Evolution of Revolution

A journalist examines the heart of Eastern Europe's upheaval

JOURNALISM, some say, is the first draft of history. As we try to understand the revolution that has turned Central and Eastern Europe upside down, we have substantial books on Poland - which triggered it all - by Michael Kaufman and Lawrence Weschler, as well as the remarkable region-wide accounts by Timothy Garton Ash, who brings to journalism the insights of history, and to history the freshness of journalism. This company now includes William Echikson, whose lively assessment of events along the Elbe, Vistula, and Danube draws on five years of experience there, primarily as a correspondent for this newspaper, and on a humane, personal sensibility that brings color and warmth to his portraits of people and events.

Echikson observed, asked questions, listened - and kept very full notebooks. Though weak at historical background - there are numerous factual errors - and at political generalization, he is strong in portraying the players. Be they Czech, Pole, or anyone else, intellectual dissident or embittered factory worker, a disgusted housewife lining up for produce or a reforming economist trying to increase production: Echikson seems at home with them all.

So his format follows, not the predictable country-by-country recital of events, but a cluster of topics, first by social groups and classes, and then by institutions and political forces. There is some overlap and duplication, but also much freshness and empathy. Vaclav Havel says: ``Echikson was one of the first Western journalists in Czechoslovakia of the hard years who cared and understood.''

What does he tell us? That communism had rotted from within, having betrayed its promise to raise the Eastern Europe of 1945 from its third-world poverty to a rough equality with the Western industrial powers; hope, justice, and truth all had disappeared. (And Echikson offers some appalling stories regarding the effects of housing shortages, for example, on young people who simply want to marry, build families, and live normal lives.)

There is more: that the ``nomenklatura,'' the communist elite, had skimmed the cream off hand-to-mouth economies, enraging all those left only with skim milk; that the intellectuals, traditionally the proponents of national consciousness and higher ideals, had long since turned against communism, offering society democratic and even religious alternatives instead; and that Gorbachev had pulled the plug on this corrupt system by refusing to defend it with Soviet troops.

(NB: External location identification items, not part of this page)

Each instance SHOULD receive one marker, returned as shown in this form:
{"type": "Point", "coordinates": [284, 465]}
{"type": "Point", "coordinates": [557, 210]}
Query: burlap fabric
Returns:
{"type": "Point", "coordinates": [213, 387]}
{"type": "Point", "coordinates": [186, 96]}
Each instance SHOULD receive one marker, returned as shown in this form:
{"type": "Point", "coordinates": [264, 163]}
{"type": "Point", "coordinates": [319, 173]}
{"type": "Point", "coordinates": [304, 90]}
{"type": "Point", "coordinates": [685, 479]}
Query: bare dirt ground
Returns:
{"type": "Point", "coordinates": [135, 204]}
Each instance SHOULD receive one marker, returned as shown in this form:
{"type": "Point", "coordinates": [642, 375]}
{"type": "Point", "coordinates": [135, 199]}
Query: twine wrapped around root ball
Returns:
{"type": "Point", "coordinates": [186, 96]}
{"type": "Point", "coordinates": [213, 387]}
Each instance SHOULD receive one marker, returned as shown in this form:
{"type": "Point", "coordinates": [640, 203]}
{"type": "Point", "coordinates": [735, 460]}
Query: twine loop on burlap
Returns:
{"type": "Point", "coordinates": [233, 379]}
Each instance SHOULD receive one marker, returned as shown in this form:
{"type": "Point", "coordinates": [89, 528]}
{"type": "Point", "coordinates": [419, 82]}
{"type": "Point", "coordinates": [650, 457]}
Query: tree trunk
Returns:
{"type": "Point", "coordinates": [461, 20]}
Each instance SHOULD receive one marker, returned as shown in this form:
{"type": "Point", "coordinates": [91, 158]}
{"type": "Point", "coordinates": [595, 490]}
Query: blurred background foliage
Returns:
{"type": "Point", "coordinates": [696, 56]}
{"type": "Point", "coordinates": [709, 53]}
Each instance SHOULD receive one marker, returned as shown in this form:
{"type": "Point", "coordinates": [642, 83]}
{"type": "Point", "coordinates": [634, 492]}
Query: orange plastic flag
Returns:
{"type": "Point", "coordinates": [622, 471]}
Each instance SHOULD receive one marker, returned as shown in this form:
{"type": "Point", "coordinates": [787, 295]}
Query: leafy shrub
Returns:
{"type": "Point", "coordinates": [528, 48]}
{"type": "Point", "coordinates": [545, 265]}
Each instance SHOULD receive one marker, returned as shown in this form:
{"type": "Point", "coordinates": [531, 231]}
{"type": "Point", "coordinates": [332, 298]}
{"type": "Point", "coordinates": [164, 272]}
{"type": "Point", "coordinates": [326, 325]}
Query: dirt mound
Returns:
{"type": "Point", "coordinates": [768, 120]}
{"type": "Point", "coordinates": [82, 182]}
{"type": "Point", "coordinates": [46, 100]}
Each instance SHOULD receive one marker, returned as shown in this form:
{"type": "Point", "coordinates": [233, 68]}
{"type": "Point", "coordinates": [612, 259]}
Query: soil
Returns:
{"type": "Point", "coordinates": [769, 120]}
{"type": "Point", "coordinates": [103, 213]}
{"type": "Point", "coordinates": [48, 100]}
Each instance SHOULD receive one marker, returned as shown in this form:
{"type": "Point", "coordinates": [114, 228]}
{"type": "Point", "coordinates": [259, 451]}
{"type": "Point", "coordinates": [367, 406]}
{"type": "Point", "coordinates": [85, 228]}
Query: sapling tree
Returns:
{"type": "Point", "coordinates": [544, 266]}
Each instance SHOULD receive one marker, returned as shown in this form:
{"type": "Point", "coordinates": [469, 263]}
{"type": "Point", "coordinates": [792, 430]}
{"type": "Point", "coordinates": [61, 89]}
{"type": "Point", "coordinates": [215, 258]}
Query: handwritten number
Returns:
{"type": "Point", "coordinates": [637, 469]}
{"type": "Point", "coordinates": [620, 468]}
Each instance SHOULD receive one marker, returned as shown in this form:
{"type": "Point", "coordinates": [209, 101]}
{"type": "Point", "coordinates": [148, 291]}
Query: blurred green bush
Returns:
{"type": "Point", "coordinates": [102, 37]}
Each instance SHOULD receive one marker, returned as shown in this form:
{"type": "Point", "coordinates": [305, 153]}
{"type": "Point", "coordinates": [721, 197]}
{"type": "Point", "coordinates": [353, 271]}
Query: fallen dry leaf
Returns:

Gorbachev's decision proved decisive. Echikson essentially ignores it, however, in his narrow emphasis on events in Prague, Warsaw, Budapest, and so on. Political revolution has been common enough in Central and Eastern Europe for the past 200 years, with three big waves in this century alone: 1918-19, 1938-41, and 1944-48. The armies of the great powers have, inevitably, played a dominant role - until now, when Gorbachev held his hand, allowing local events to play out without interference.

His model clearly was that of Britain in India during 1947, not that of the Soviets in Hungary in 1956, or Czechoslovakia in 1968. Echikson, operating within the narrow framework of what he can see in the streets and hear in interviews, largely overlooks the Soviet side of the equation.

What lies ahead? When communism took power after 1944, it offered East Europeans - and especially the intelligentsia - a kind of contract: the loss of political freedom (which only Czechoslovakia had ever truly experienced), in return for state-sponsored economic growth, power, prosperity. This was the tacit rationale for communist rule: Give up an abstraction you never really had; get what you really need. And some day, after the steel mills have been built and the peasants made literate, you'll get democracy as well.

As Echikson demonstrates, this make-them-an-offer-they-can't refuse approach has failed abysmally under communism. From about 1970 onward, there have instead been state-sponsored poverty, alcoholism, shoddy goods, and destruction of the environment. And a horrendous corollary: corruption and outright theft, the decline of civic morality, and an everyone-for-himself syndrome, as the nomenklatura took the luxuries it wanted, while the hoi polloi grabbed for the necessities it needed. Hence the wisecrack: ``What is capitalism? The exploitation of man by man. And what is socialism? Vice versa!''

Echikson is hopeful about the future - and rightly so. The model he offers for emulation is Finland: small, stable, prosperous, prudent in its relations with the Bear, yet entirely democratic. About Poland, Czechoslovakia, and Hungary - the Central European states - he is optimistic. About Romania and Bulgaria, rather less: These Balkan states he fears may sink into quasi-authoritarian, perhaps military regimes. Yugoslavia remains the unknown, still working out its multi-ethnic future. One factor brings hope to the entire region: The era of world wars and great power interference is over.